Servieren mit einem Klacks Salsa verde und Erbsen. Wunderbar aromatisches und in warmem Zustand saftiges Fleisch (kalt gegessen ist es im Biss kompakter). Schmeckte mir ebenso gut, wenn nicht gar besser als ein Wienerschnitzel. Aber darüber sind wir uns nicht einig geworden.

Quellen:

NYTimes
Lucas Rosenblatt

Ein Kalb ist kein Ochse. Ein Kalbsschwanz ist kein Ochsenschwanz, ist weniger ausgiebig. Ich Kalb Moses hatte erst die 1 Liter Form befüllen wollen. Dabei reichte die Menge nicht einmal für die kleinere Dreiecksform. Nächstesmal Ochsenschwanz nehmen. Oder etwas vom Saucengemüse unterjubeln. Oder doppelte Menge Kalbsschwanz. Oder Gitzibrust. Oder Lammbrust. Und die Erbsen nicht braun kochen.

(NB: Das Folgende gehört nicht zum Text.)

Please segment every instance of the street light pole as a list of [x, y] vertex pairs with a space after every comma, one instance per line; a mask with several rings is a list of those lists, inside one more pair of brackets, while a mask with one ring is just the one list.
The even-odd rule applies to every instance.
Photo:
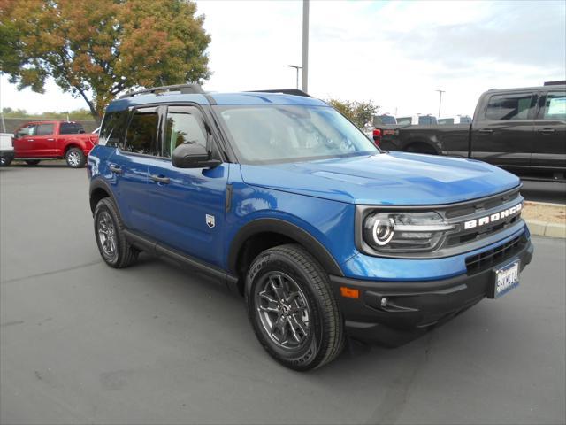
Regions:
[[302, 0], [302, 91], [309, 89], [309, 0]]
[[439, 98], [439, 116], [437, 118], [440, 118], [440, 108], [442, 107], [442, 93], [446, 93], [445, 90], [435, 90], [438, 91], [439, 94], [440, 95], [440, 97]]
[[299, 89], [299, 70], [302, 68], [302, 66], [298, 66], [296, 65], [287, 65], [289, 68], [294, 68], [297, 70], [297, 90]]

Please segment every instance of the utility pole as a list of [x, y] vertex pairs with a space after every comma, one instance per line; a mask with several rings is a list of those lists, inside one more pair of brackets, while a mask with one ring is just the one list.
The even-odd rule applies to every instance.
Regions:
[[438, 91], [439, 94], [440, 95], [440, 97], [439, 98], [439, 115], [436, 118], [440, 118], [440, 108], [442, 107], [442, 93], [446, 93], [445, 90], [435, 90]]
[[309, 92], [309, 0], [302, 0], [302, 91]]
[[289, 68], [294, 68], [297, 70], [297, 90], [299, 89], [299, 70], [302, 68], [302, 66], [298, 66], [296, 65], [287, 65]]

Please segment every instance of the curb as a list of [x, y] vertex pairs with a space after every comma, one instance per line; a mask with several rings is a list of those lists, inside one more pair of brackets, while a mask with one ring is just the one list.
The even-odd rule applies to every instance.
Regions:
[[551, 223], [541, 220], [525, 220], [531, 235], [547, 237], [566, 238], [566, 224]]

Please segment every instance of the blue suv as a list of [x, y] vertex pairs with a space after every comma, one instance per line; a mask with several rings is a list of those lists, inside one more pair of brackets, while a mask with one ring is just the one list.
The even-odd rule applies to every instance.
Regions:
[[109, 266], [144, 251], [215, 276], [296, 370], [347, 336], [409, 341], [507, 293], [532, 257], [515, 175], [379, 151], [298, 90], [132, 93], [108, 106], [88, 166]]

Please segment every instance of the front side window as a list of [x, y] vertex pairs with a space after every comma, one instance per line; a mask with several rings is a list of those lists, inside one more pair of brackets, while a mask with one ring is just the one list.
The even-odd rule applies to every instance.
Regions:
[[531, 93], [493, 96], [487, 104], [486, 119], [492, 120], [527, 120], [532, 100], [532, 95]]
[[217, 106], [243, 162], [288, 162], [379, 151], [356, 126], [328, 106]]
[[30, 124], [26, 127], [22, 127], [16, 132], [16, 138], [19, 139], [20, 137], [27, 137], [28, 135], [35, 135], [35, 130], [37, 129], [37, 126], [34, 124]]
[[197, 143], [206, 147], [206, 129], [200, 111], [194, 106], [169, 106], [165, 140], [162, 155], [171, 158], [172, 152], [181, 143]]
[[566, 121], [566, 92], [551, 91], [547, 95], [542, 119]]
[[85, 129], [78, 122], [62, 122], [59, 127], [59, 135], [79, 135], [84, 132]]
[[106, 112], [100, 127], [98, 144], [124, 148], [127, 116], [127, 110]]
[[51, 135], [54, 127], [54, 124], [38, 124], [35, 135]]
[[143, 155], [155, 155], [158, 124], [157, 108], [136, 109], [127, 128], [124, 150]]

21 Kommentare zu „Epigramm vom Kalbsschwanz“

  1. Sehr lecker. Leider findet man sowas kaum noch auf Speisekarten. Man hat manchmal den Eindruck, das Schweine nur aus Rücken und Filet, Hähnchen nur aus Brust usw.. bestehen.

  2. Zitat „je länger der Spätwinter andauert“ – treffender kann man dieses Desaster nicht beschreiben! 🙂
    Deine Ideenvielfalt scheint dir nie auszugehen, wenn man das heutige Rezept betrachtet …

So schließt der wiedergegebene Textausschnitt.